O Clube do Bode fecha o livro de atas de número 451, com relatórios assentados desde o franzino caderninho inaugural, lá se vão oito anos e lá vai pedrada. A confraria, sem nome, destino ou pretensão, estava em fase embrionária, apenas reuniões de poetas, músicos, jornalistas, amigos e leitores da Livro Técnico que iam à sede na rua do Dom Joaquim nas tardes de sexta para jogar conversa fora. Os pioneiros: Barros Pinho, Almir de Castro, Mariano Freitas, Giordane Carvalho, Juarez Leitão, Tarcila Machado, Hélio Catunda e outros poucos. O anfitrião, Sérgio Braga, o livreiro, cuidou de trazer feijão verde de casa e abriu, generosamente, a adega particular. E o caldo engrossou aos sábados com outras personas que, em torno do então senador Lúcio Alcântara, vinham a fim de discutir sobre política.
Pintou, então, a ideia de batizar a estranha confraria, informal e sem ideário, um nome besta que fosse, a título de identificação ou mesmo referência de informação. O nome surgiu da cabeça do poeta do Parnaíba, criado nas securas dos caratiús: Clube do Bode, e assim ficou. Surgiu como se batizássemos um time de botão ou um rebanho de nuvens feito carneirinhos de sonhos. Hoje procuram-se justificativas de roupagem social, associando bode à resistência; cá pra nós era mais uma conotação fuleiragem para uma patota heterogênea que apenas pretendia descontrair, fofocar, conversar miolo de pote. Mas que assim seja, fica bem esta casaca intelectualizada e ideológica, afinal o Clube do Bode nasceu na calçada de uma livraria, de uma editora.

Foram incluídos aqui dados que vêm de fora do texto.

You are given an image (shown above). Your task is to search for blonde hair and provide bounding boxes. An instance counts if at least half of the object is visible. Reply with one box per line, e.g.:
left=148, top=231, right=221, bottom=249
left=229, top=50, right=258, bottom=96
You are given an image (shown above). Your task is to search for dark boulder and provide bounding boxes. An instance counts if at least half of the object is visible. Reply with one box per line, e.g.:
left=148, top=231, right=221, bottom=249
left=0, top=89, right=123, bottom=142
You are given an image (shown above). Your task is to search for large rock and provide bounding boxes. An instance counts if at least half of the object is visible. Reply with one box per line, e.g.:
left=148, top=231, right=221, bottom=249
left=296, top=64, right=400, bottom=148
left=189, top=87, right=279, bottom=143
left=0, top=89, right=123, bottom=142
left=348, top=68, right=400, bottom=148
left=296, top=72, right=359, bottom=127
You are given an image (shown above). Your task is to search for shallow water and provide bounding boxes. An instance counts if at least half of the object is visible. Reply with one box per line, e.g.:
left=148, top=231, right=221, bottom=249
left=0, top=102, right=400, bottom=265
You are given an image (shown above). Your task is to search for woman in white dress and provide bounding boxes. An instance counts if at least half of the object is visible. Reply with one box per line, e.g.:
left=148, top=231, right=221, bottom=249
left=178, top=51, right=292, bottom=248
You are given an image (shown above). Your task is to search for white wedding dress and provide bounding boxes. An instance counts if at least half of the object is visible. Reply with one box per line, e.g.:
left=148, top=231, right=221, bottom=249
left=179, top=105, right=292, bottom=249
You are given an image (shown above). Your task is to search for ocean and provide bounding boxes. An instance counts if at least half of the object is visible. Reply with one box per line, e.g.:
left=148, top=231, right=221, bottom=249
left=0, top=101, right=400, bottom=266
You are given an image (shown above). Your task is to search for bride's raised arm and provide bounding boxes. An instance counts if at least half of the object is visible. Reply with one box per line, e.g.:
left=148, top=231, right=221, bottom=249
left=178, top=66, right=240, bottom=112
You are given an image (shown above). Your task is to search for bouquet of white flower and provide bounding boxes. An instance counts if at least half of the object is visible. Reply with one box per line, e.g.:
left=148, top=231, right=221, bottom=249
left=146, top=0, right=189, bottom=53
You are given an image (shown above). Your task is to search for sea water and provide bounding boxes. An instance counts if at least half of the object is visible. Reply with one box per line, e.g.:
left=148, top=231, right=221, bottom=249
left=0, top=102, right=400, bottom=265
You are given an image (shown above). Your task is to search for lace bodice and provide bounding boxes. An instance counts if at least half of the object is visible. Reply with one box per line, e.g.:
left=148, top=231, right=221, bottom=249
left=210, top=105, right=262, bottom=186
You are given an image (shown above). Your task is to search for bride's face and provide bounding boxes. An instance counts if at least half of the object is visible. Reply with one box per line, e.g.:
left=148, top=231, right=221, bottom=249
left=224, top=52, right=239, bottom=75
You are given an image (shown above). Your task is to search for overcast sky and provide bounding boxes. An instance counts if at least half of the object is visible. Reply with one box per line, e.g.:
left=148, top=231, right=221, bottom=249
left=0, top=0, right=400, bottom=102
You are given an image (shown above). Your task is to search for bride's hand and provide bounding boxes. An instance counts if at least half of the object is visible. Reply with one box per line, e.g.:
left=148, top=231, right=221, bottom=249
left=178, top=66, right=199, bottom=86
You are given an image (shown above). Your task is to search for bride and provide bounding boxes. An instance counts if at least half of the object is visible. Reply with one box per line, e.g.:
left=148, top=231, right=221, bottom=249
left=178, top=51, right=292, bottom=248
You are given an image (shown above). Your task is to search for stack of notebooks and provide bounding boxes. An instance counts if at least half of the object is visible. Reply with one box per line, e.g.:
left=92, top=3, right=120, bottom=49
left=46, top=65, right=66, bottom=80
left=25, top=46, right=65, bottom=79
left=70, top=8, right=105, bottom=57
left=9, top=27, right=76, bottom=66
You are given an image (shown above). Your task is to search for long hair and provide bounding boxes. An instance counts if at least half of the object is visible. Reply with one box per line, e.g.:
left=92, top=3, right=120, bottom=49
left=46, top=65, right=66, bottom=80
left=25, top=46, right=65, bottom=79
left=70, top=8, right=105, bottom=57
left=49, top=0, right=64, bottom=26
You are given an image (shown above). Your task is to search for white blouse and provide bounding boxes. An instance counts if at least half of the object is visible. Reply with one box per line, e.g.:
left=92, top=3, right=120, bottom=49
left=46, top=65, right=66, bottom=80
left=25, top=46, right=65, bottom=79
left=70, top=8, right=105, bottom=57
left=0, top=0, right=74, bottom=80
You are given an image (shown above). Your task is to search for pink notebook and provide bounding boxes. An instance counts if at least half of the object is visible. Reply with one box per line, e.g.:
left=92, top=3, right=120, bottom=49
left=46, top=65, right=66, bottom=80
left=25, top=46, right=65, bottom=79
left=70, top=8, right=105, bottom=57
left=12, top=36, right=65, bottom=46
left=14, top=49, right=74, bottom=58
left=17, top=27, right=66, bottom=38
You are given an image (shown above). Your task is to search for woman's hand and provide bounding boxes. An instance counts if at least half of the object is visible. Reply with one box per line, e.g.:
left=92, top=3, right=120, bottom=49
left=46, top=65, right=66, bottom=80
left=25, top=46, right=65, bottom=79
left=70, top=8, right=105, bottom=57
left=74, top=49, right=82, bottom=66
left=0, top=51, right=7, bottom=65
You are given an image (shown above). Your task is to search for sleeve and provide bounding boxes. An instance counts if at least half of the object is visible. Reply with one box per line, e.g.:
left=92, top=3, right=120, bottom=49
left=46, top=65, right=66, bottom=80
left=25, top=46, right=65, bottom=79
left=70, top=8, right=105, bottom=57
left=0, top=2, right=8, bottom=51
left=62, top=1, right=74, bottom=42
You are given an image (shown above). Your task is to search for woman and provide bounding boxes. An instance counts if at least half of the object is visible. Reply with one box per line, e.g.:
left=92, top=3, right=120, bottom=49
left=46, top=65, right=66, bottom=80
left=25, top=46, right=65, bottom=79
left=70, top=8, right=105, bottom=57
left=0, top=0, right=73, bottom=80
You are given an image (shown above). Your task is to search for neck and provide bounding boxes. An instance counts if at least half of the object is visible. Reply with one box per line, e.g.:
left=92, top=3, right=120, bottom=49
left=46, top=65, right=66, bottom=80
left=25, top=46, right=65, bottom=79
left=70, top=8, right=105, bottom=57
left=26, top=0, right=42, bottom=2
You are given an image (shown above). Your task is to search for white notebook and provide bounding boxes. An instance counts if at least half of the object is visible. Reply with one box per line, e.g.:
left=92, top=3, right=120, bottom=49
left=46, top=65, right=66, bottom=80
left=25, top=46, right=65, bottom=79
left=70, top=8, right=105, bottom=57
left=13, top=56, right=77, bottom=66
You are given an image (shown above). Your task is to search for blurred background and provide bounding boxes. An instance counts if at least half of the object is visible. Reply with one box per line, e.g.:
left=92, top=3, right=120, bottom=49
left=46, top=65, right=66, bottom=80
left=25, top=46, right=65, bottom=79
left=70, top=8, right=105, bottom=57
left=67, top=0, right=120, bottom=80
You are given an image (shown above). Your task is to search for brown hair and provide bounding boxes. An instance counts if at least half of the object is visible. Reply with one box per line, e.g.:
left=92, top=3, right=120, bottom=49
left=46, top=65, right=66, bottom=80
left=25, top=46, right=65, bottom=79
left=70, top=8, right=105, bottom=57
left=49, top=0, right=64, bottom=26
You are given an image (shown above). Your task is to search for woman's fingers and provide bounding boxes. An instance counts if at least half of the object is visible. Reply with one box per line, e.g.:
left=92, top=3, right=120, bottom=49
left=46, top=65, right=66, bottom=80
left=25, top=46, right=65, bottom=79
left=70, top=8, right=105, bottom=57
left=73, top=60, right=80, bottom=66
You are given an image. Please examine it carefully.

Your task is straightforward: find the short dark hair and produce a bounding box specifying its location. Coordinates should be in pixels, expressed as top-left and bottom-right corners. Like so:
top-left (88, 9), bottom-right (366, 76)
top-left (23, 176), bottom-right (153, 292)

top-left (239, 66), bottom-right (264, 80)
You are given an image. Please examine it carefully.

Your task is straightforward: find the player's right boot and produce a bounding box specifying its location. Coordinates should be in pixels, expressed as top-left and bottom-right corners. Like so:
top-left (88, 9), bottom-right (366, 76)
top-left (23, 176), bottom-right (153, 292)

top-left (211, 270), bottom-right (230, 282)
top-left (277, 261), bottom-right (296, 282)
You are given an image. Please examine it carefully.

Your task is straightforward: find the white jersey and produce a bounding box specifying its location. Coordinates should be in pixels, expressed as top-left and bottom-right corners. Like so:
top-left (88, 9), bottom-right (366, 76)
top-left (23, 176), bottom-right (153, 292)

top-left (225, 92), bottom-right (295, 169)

Encontrado um nome, a coisa pesou e pensou-se logo em transferir responsabilidades. E aí coube ao Sérgio Braga um dos dois únicos cargos, o de Pai de Chiqueiro Mor, que seria, em termos sérios, o de presidente da agremiação. Com isto sugerimos um livreto para apontar as presenças e registrar alguma coisa digna de nota que porventura acontecesse naquele pedaço de calçada. Então nos autonomeamos, democraticamente, para o honroso cargo de Chiqueirador, trocando em miúdos, o secretário. Com uma justa defesa: éramos (porque novel abstêmio) a única pessoa capaz de, no dia seguinte, dar conta do que se havia passado durante a noite. E foi inaugurado o famigerado livro de atas.
Na verdade, o relicário da anti-ata, este conjunto de relatórios está mais para uma miscelânea, à moda das que as moças prendadas e suspirosas de antanho faziam lá pelos anos dourados, quarenta, cinquenta... Parece um almanaque, tem de um tudo: recorte de jornal, desenho, retrato, santinho de político, bilhete de namorado e receita de bolo. Às vezes pende para o humor negro e não deixa de dar suas alfinetadas, puxando o colarinho de quem não quer andar nos trilhos. E tem sobrado pro secretário, até ameaças cartoriais.
Tentamos democratizar a escritura de tais relatos, porém ninguém quis topar a parada. Mesmo assim já fomos substituídos nas raras visitas à Santana por Erasmo Pitombeira, João Soares Neto, Giordane Carvalho e Falcão. Ultimamente a missão vem sendo fielmente cumprida por Narcélio dos Anjos e Tatiana Ribeiro. Já vou pra minha terra bem mais tranquilo. Os bodes e cabritas estão em boas mãos.